Louis looked away. “I don’t know … perhaps in the end I agree with you. But it can’t be avoided any longer.”

Camille made a gesture of irritation. “Of course it can be avoided. Go back to your apartment and burn anything you think might be incriminating. Be very careful, because you notice that as the Revolution goes on there are new crimes. Pack only what you need, you mustn’t look as if you’re going anywhere. Later you can give me your keys and I’ll see to everything after—I mean, next week. Don’t come back here, we have several of the Marseille men invited for an early supper. Go to Annette Duplessis, stay there till I come. When you get there sit down and prepare for me a very clear statement of how you want your financial affairs to be handled. But dictate it, it shouldn’t be in your own hand, my father-in-law will take it down for you and he will give you his advice. Don’t sign it, and don’t leave it lying around. Meanwhile I’ll get you a passport and some papers. You speak English, don’t you?”

“You’ve really got into the habit of giving orders. One would suppose you were used to banishing people.”

“For God’s sake, Louis.”

“Thank you, but no.”

“Then”—he was pleading—“if you won’t do that, just come back here at nine o’clock this evening, I’ll divert people tomorrow. You won’t be seen. At least you’ll have a chance.”

“But Camille, the risk to you—you could get into trouble, terrible trouble.”

“You won’t come, will you?”

“No.”

“Then why enlarge on the theme?”

“Because I’m afraid of what may happen to you. You have no duty to me. We found ourselves—no, we put ourselves—on opposite sides. I never expected, I never dreamed, that our friendship could last so long with circumstances as they are.”

“You didn’t think that once—you laughed, and said people were above politics.”

“I know. ‘Liberty, Gaiety, Royal Democracy.’ I believed in my slogan, but I don’t anymore. There won’t be any royalty and personally I think precious little liberty and there’ll always be war and civil war, so I don’t give gaiety much of a chance either. You must see that from now on—after tomorrow, I mean—personal loyalty will count for very little in people’s lives.”

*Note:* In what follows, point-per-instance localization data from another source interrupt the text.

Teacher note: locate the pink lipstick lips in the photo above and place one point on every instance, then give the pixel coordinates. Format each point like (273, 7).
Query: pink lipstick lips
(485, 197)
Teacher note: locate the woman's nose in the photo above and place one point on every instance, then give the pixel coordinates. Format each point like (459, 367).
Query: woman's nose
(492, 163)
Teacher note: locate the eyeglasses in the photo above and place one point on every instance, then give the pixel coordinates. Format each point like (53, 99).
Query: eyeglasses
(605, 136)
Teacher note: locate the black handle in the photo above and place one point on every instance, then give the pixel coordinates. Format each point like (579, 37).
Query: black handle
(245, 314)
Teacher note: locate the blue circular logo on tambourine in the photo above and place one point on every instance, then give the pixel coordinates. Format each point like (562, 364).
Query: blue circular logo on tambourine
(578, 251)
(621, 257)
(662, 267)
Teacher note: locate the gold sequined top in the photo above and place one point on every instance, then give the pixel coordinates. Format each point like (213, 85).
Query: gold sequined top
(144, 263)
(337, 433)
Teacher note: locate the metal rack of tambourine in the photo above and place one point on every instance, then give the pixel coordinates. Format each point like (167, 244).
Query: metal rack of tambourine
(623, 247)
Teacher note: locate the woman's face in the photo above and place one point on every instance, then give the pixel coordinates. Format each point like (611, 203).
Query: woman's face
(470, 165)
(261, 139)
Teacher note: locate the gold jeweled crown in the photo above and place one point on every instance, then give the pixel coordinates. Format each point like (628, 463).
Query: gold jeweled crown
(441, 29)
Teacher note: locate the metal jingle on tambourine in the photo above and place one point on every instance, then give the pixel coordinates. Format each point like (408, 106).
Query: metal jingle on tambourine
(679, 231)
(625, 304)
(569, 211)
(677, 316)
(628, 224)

“You are asking me to accept that because of the Revolution—because of what you suppose the Revolution to be—I must stand by while someone I love is destroyed by his own stupidity.”

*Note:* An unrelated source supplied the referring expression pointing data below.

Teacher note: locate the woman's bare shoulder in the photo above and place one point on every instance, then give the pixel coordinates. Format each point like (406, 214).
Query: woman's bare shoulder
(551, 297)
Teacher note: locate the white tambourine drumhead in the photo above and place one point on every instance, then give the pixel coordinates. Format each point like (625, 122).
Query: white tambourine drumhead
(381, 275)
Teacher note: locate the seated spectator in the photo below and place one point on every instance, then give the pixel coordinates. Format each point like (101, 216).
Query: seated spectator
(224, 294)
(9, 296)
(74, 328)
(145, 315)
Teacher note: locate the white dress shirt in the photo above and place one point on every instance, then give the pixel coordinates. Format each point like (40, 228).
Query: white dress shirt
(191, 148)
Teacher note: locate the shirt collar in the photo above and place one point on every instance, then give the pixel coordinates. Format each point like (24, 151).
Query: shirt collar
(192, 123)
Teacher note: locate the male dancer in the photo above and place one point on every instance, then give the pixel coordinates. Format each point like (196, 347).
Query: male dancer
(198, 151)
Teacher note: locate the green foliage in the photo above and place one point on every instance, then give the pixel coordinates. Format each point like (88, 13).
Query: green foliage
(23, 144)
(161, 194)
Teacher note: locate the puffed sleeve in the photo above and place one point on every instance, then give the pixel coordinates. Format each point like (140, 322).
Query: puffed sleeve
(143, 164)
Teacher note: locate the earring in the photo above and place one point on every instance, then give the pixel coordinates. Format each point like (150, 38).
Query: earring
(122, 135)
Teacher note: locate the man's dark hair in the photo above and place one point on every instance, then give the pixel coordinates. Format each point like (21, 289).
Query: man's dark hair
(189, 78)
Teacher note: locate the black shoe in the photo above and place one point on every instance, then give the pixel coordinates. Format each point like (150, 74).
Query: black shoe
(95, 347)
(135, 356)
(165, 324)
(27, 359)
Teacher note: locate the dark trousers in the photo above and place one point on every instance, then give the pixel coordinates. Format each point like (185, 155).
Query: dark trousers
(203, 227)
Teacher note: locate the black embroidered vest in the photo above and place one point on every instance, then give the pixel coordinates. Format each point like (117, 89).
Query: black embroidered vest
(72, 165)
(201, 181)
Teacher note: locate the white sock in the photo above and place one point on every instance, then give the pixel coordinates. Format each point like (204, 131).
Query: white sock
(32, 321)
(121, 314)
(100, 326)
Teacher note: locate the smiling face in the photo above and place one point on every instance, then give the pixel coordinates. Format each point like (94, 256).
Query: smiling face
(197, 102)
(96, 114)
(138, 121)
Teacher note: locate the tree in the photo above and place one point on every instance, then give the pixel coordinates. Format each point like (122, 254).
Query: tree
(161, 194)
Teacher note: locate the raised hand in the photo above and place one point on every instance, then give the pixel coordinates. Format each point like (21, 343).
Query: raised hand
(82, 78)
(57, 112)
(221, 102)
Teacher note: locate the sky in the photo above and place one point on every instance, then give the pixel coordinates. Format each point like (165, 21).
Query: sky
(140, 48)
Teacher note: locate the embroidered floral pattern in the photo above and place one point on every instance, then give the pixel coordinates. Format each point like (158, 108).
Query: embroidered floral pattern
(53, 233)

“I don’t want you to think about it, afterwards.”

“I’ll stop you doing this. I’ll have you arrested tonight. I won’t let you kill yourself.”

“You wouldn’t be doing me a favor. I’ve cheated the Lanterne so far, and I don’t want to be dragged out of prison and lynched. That’s not a death fit for a human being. I know that you could have me arrested. But it would be a betrayal.”

“Of?”

“Of principle.”

“Am I a principle to you, and are you a principle to me?”

“Ask Robespierre,” Louis said wearily. “Ask the man with the conscience which is more important, your friend or your country—ask him how he weighs an individual in the scheme of things. Ask him which comes first, his old pals or his new principles. You ask him, Camille.” He stood up. “I wondered whether I should come here at all— whether it might make difficulties for you.”

“No one can make difficulties for me. There is no authority that can do it.”

“No, I suppose it is coming to that. Camille, I’m sorry I never saw your little boy.”

He held his hand out. Camille turned away from it. Louis said, “Father Berardier is in prison, love. Will you see if you can get him out?”